If you were a franchisor seeking a reliable way to find quality franchisees, you might turn to an online tool offered by one of my clients, the Franchise Relationships Institute.

In a nutshell, the tool collects data and prepares quite complex reports as PDF files. The system was put together by programmers. Good at programming. Not so skilled at generating good looking reports. Very few programmers are also competent graphic designers.

When challenged with how to produce reports out of this system, the programmers chose the same machinery which generated the screen displays for the online system. Their reports were simply web pages coded in html. These looked half acceptable on-screen. But printing them to paper was a disaster.

Pages on the web and pages printed on paper are constructed using very different sets of rules.
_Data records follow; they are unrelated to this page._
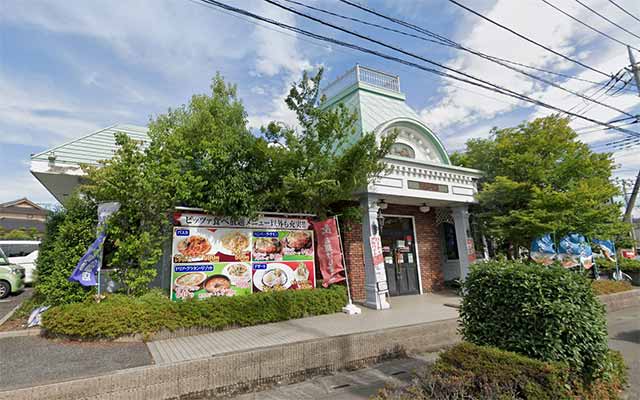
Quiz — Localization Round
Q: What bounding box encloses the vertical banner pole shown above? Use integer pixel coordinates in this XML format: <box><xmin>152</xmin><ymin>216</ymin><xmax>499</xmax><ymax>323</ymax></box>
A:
<box><xmin>334</xmin><ymin>215</ymin><xmax>352</xmax><ymax>305</ymax></box>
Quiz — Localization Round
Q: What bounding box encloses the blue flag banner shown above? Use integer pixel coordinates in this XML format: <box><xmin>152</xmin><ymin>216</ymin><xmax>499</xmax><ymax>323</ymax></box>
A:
<box><xmin>531</xmin><ymin>234</ymin><xmax>556</xmax><ymax>265</ymax></box>
<box><xmin>68</xmin><ymin>231</ymin><xmax>107</xmax><ymax>286</ymax></box>
<box><xmin>68</xmin><ymin>202</ymin><xmax>120</xmax><ymax>287</ymax></box>
<box><xmin>558</xmin><ymin>234</ymin><xmax>593</xmax><ymax>269</ymax></box>
<box><xmin>592</xmin><ymin>239</ymin><xmax>616</xmax><ymax>262</ymax></box>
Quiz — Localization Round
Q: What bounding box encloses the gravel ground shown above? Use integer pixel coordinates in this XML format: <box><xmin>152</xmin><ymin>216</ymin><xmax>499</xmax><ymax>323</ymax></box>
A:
<box><xmin>0</xmin><ymin>336</ymin><xmax>153</xmax><ymax>392</ymax></box>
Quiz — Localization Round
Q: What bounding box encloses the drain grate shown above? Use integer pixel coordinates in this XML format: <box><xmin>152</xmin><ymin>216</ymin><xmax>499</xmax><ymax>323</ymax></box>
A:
<box><xmin>331</xmin><ymin>383</ymin><xmax>352</xmax><ymax>390</ymax></box>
An online “page” may have a nominal width — although that can be very rubbery — but usually has no limit to its length — like an endless roll of paper, it’s as long as it needs to be.

But a printed page has go on a real piece of paper with a finite length and width, typically A4 in this country. Laying out information on a printed page is a different art form than laying out online pages. The screen and the printed page are very different media.

Not surprisingly, the programmers’ reports, generated as web pages and printed to paper, looked horrible. Page breaks occurred in the worst possible places. The typography was abysmal.

The client asked me: “Was there a better way to generate a good looking PDF report?”.

It’s true that there are numerous PDF generation libraries, which you drive directly from software via an “API”. Some of these will do a half decent job at page layout.

But I wanted to use something that could be driven in a more abstract way and which could produce typographically sophisticated documents.

And I knew there was one outstanding candidate for this task — the venerable TEX typesetting system, designed in the late 1970s by Donald E. Knuth of Stanford University and widely used for typesetting technical and mathematical publications. I had already typeset a number of books using TEX, so the decision was a no-brainer.

TEX turned out to be perfect for the kind of scripted report generation required.

I’ll explain briefly how it works.

The backend of the online system collects all the data for a report and then outputs one or more data files containing TEX markup. These data files are assembled, together with static portions of the reports (already set up with TEX markup), into an set of TEX source files which are then sent to a TEX processor. We are using XETEX, which is a Unicode-aware version of TEX, tightly integrated with OpenType fonts.

The visual quality of the reports generated by this system is outstanding. And in over six years of operation, generating reports day in and day out, the XETEX software hasn’t missed a beat. It’s very fast and extremely reliable. (TEX was designed to be fast on 1980s hardware, so it’s super-fast on modern systems.)

Creating beautiful reports using TEX requires a somewhat unusual combination of skills.

Firstly one requires a sound understanding of document design and typography. Secondly, one also requires a solid grasp of programming skills and in particular a good knowledge of the rather arcane TEX macro language and the TEX “boxes and glue” model.